As they finished, five Lightning F.3s of 74 Squadron went near vertically upwards in a stream reheat rotation take-off, and as they cleared the circuit area the combined formation took off. Led by the Lightning T.5 flown by Captain Jim Throg­morton, USMC, who had been on exchange to 74 Squadron for the previous two years, and Captain Denny Wills of the 53rd TFS, the formation comprised a Belgian F-104, a Canadian RF-104, an American Phan­tom, a French Super Mystère, an American F-100 and a German T-33.

As the last of the formation took off, Flight Lieutenant Dave Liggitt of 74 Squadron arrived overhead to give an individual low level aerobatic dis­play in a Lightning F.3, and as he completed his show the formation of four Lightnings came in for their display. Led by Squadron Leader Bill Maish, the Officer Com­manding 74 Squadron, with Flight Lieutenants Terry Maddern, Henry Ploszek and Don Brown as 2, 3 and 4, they carried out a sequence of close formation flying in various formation patterns.

When they finished their display with a bomb-burst, the combined formation flew past, followed by the Lightnings again with a two-way break and stream landing. Then the combined formation, led this time by the Spitfire and Hurricane, ran in to break and land, and complete the show.

After the display, all the pilots crowded into 74 Squadron's crewroom and reflew the show verbally, to the congratulations of our distinguished visitors. Air Marshal Rosier then presented each squadron with a model of the Lightning F.3, generously supplied by the British Aircraft Corporation, and Squadron Leader Maish handed to his opposite numbers copies of a souvenir photograph album containing photographs taken throughout the Meet. Major Hoyt Vandenberg, the Commanding Officer of the previous year's host squadron, the 53rd TFS, then passed on to 74 Squadron the memorial album containing a group photograph of all the assembled Tigers, who added their signatures to record their participation in this Meet. In addition, there was a communal exchange of squadron plaques and mementos, all of which will serve to revive memories of the Meet and maintain inter-squadron rapport.

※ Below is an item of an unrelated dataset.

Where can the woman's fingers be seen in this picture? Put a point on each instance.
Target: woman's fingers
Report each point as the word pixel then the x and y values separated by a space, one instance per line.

The evening the Tiger Meet wound up with an all-­ranks dance at a nearby hotel, and a Guest Night in the Officers' Mess. At the latter, a handsome trophy in the form of a Tiger, which was presented last year by General Lee, was passed on from the 53rd TFS to 74 Squadron for safe keeping until the next Meet, when again it will become the property of the host squadron for a year, so perpetuating the interest which the Deputy SACEUR has shown in the Tiger Meet during his term of office. General Lee retires from the United States Air Force soon, and with him go the best wishes of all Tigers.

On Saturday the final phase took place, as once again the transport aircraft flew in to collect the ground crews and equipment, and the fighter aircraft flew out, with many an 'au revoir' and 'see you next year' from the pilots. Suddenly, everything was quiet. Tiger Meet 1966 was over, and its objects achieved. We each now knew a great deal more about each others roles, methods, aircraft and problems as a result of flying and talking together. The following year we arranged to meet again in Germany, where the 52nd Aufklärungs­geschwader would be the hosts, and once again the Tiger Squadrons would work together and confirm the solid­arity of the Air Forces of the West.